Research recently released by a team at Johns Hopkins University (MD, USA) and published in ACS Nano has revealed that a new technique that utilizes a magnetic column and specifically designed magnetic nanoparticles could provide a new opportunity to enable the widespread use of immunotherapy in a clinical setting.
“The challenge has been to train these [T] cells efficiently enough, and get them to divide fast enough, that we could use them as the basis of a therapy for cancer patients. We’ve taken a big step toward solving that problem,” commented Jonathan Schneck (Johns Hopkins University), lead author on the project.
The research group chose to work with artificial antigen-presenting cells (aAPCs), which were pioneered by the lab themselves and have already shown promise in activating animals’ immune systems against cancer. The cells are designed to interact with naive T cells present within the body in order to activate their response to a tumor, as well as to produce more T cells.
A previous mouse study by Schneck’s team indicated that the activation of naïve T cells occurred more readily when multiple aAPCs bound to different receptors on the cells and were then exposed to a magnetic field, forcing the aAPCs and receptors closer together.

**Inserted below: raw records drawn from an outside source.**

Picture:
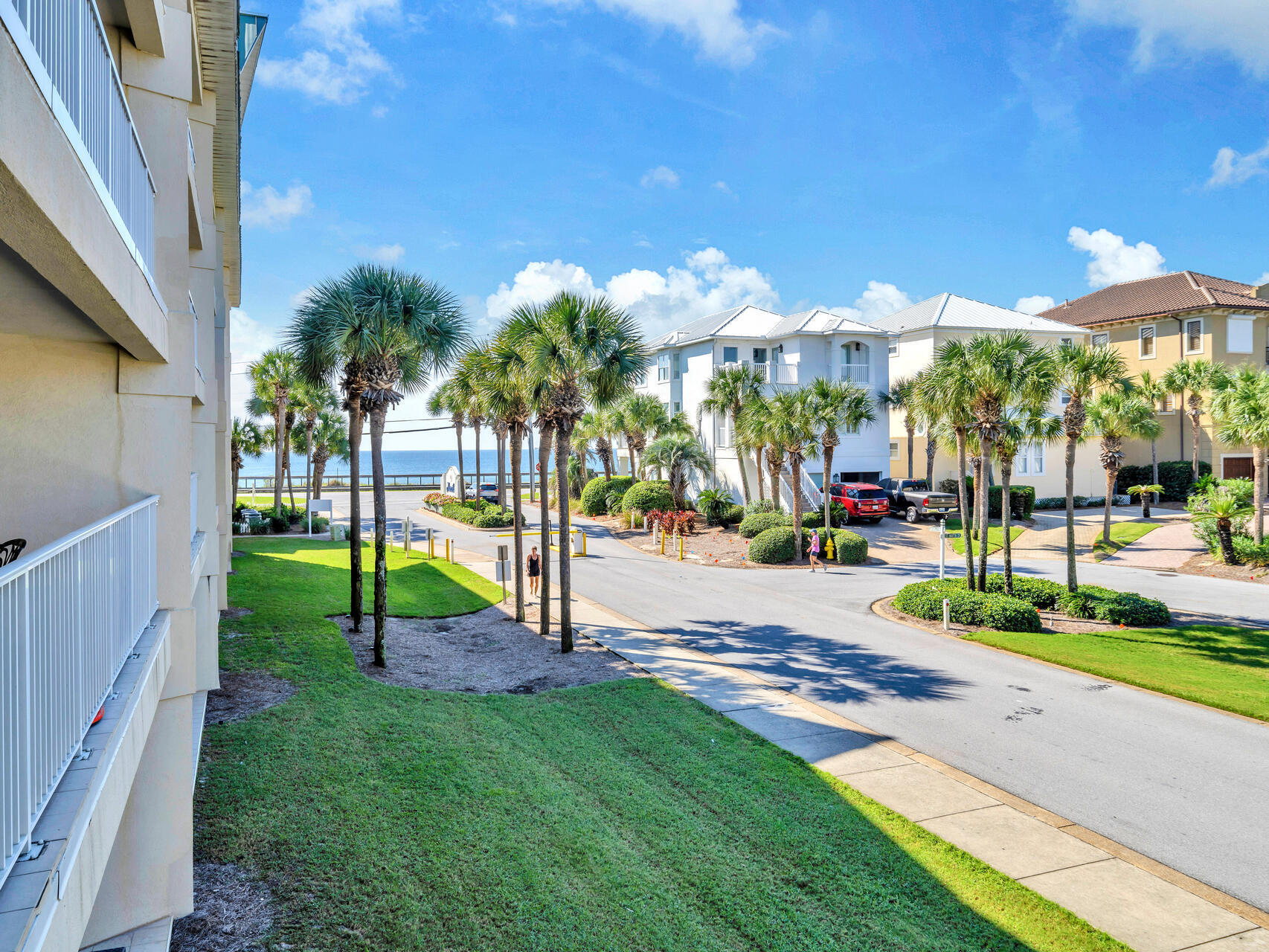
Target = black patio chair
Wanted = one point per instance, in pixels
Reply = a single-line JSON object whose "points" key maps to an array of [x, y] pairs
{"points": [[10, 550]]}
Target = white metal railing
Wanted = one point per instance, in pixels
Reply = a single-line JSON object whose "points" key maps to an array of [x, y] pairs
{"points": [[66, 50], [70, 616]]}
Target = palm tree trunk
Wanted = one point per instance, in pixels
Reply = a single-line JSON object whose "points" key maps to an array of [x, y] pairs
{"points": [[544, 510], [985, 518], [1071, 582], [462, 476], [354, 506], [379, 414], [517, 504], [562, 452], [796, 480], [965, 510], [1006, 472], [828, 499]]}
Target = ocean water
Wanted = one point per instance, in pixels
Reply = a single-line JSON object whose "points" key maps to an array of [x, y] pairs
{"points": [[396, 463]]}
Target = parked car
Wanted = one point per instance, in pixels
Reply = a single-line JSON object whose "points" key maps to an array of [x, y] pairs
{"points": [[914, 501], [863, 501]]}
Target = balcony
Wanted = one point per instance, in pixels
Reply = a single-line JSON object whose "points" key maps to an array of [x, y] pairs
{"points": [[70, 619], [65, 48]]}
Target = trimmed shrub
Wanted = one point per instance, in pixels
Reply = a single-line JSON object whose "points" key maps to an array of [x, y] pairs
{"points": [[647, 495], [1174, 475], [772, 546], [759, 522], [849, 547]]}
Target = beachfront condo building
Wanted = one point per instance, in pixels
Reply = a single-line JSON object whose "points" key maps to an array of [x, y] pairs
{"points": [[919, 332], [1154, 323], [120, 260], [787, 350]]}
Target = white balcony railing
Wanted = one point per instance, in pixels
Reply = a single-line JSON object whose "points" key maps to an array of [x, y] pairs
{"points": [[70, 614], [66, 51]]}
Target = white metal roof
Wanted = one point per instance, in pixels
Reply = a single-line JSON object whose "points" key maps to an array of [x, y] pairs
{"points": [[954, 311]]}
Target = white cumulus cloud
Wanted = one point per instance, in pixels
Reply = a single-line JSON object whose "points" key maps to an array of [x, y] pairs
{"points": [[1234, 28], [707, 282], [1035, 303], [661, 176], [1114, 260], [268, 208], [339, 62], [384, 254], [715, 25], [1234, 168]]}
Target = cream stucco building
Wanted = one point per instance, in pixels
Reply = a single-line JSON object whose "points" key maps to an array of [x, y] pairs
{"points": [[120, 258]]}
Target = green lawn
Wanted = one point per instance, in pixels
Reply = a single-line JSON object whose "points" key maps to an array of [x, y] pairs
{"points": [[1225, 666], [995, 537], [1122, 533], [613, 817]]}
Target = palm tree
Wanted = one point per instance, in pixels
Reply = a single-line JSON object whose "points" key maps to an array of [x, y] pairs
{"points": [[681, 456], [1224, 508], [409, 329], [582, 350], [1116, 415], [449, 400], [1019, 429], [902, 398], [1240, 406], [1082, 371], [835, 406], [1195, 380], [273, 376], [726, 393], [245, 440], [794, 431], [1145, 493], [637, 415], [1152, 391], [945, 385]]}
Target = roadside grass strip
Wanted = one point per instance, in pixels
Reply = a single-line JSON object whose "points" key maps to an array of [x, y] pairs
{"points": [[621, 815], [1225, 666]]}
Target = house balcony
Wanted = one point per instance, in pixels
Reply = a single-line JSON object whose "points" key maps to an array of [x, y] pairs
{"points": [[83, 655], [84, 203]]}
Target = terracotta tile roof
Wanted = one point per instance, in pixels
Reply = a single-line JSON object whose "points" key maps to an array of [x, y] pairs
{"points": [[1150, 298]]}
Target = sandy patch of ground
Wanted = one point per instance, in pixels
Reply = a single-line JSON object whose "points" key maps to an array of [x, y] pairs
{"points": [[483, 653], [233, 912], [244, 693]]}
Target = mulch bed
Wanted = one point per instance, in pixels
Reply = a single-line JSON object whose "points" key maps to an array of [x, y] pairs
{"points": [[483, 653]]}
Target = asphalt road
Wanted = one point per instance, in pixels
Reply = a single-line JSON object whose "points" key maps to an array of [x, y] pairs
{"points": [[1184, 785]]}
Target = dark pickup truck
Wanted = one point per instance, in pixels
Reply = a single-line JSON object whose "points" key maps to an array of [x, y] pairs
{"points": [[914, 501]]}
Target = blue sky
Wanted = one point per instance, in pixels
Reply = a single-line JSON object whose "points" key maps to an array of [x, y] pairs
{"points": [[690, 155]]}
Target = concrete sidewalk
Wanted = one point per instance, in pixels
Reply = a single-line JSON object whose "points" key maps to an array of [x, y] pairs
{"points": [[1139, 901]]}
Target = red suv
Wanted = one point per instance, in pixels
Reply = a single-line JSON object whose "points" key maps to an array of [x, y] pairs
{"points": [[863, 501]]}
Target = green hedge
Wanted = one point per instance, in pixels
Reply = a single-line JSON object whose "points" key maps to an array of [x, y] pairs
{"points": [[759, 522], [849, 547], [647, 495], [597, 494], [988, 610], [772, 546], [1175, 476]]}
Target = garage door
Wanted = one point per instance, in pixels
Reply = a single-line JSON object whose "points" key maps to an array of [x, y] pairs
{"points": [[1236, 467]]}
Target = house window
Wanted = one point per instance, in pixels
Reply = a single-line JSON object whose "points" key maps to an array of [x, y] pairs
{"points": [[1195, 337], [1146, 341], [1239, 334]]}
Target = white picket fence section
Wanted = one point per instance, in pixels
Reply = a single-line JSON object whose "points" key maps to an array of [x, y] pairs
{"points": [[70, 616]]}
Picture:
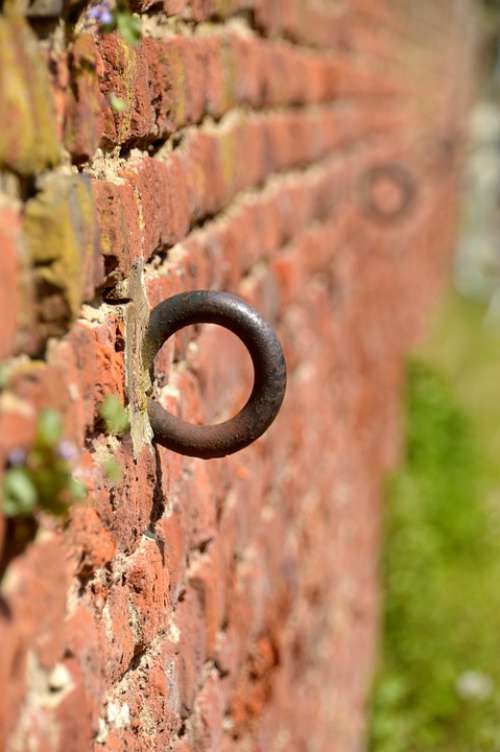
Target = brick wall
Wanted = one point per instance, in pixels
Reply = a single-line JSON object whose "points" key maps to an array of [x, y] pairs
{"points": [[228, 605]]}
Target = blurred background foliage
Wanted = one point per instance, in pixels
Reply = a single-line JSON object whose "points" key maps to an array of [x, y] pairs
{"points": [[438, 684]]}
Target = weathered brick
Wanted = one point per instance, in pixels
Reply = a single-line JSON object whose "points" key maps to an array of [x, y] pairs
{"points": [[26, 100], [198, 606]]}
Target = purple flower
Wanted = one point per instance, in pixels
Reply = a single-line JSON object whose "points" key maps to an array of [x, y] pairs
{"points": [[67, 450], [17, 456], [106, 17]]}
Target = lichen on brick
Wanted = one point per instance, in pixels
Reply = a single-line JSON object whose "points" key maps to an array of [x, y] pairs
{"points": [[60, 235], [26, 100]]}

Despite this, naïve T cells are incredibly rare within the blood so the researchers at Johns Hopkins evaluated the potential of magnets as a method to separate the naïve T cells from other T cells.
Within the investigation, the team mixed both blood plasma from mice and humans with magnetic aAPCs bearing antigens from tumors, and subsequently ran the samples through a magnetic column. Results indicated that tumor-targeting T cells that were bound to aAPCs stuck to the column and were consequently activated by the magnetic field, other cells ran straight through. Following the activation of the T cells they were removed from the magnetic column and placed into a culture to proliferate.
“The aAPCs and magnetic column together provide the foundation for simplifying and streamlining the process of generating tumor-specific T cells for use in immunotherapy,” commented Juan Carlos Varela from the Medical University of South Carolina (SC, USA).
T-cell numbers were shown to expand by 5000 to 10,000 times one week following the implementation of the technique. The team believe that these rates of proliferation are fast enough to be therapeutically useful and may therefore provide an opportunity to create personalized treatments for cancer patients.
The technique was also effective with a range of aAPCs bearing a variety of antigens, highlighting their potential to also combat mutations occurring within tumors.
In comparison to other emerging immunotherapy approaches, such as the use of tumor-infiltrating lymphocytes, the technique may represent a feasible treatment for a larger body of patients as naïve T cells are present in all individuals – only some individuals possess tumor-infiltrating lymphocytes. The team believe that clinical trials of the technique could begin within the next year and a half if further investigations of its efficacy are successful.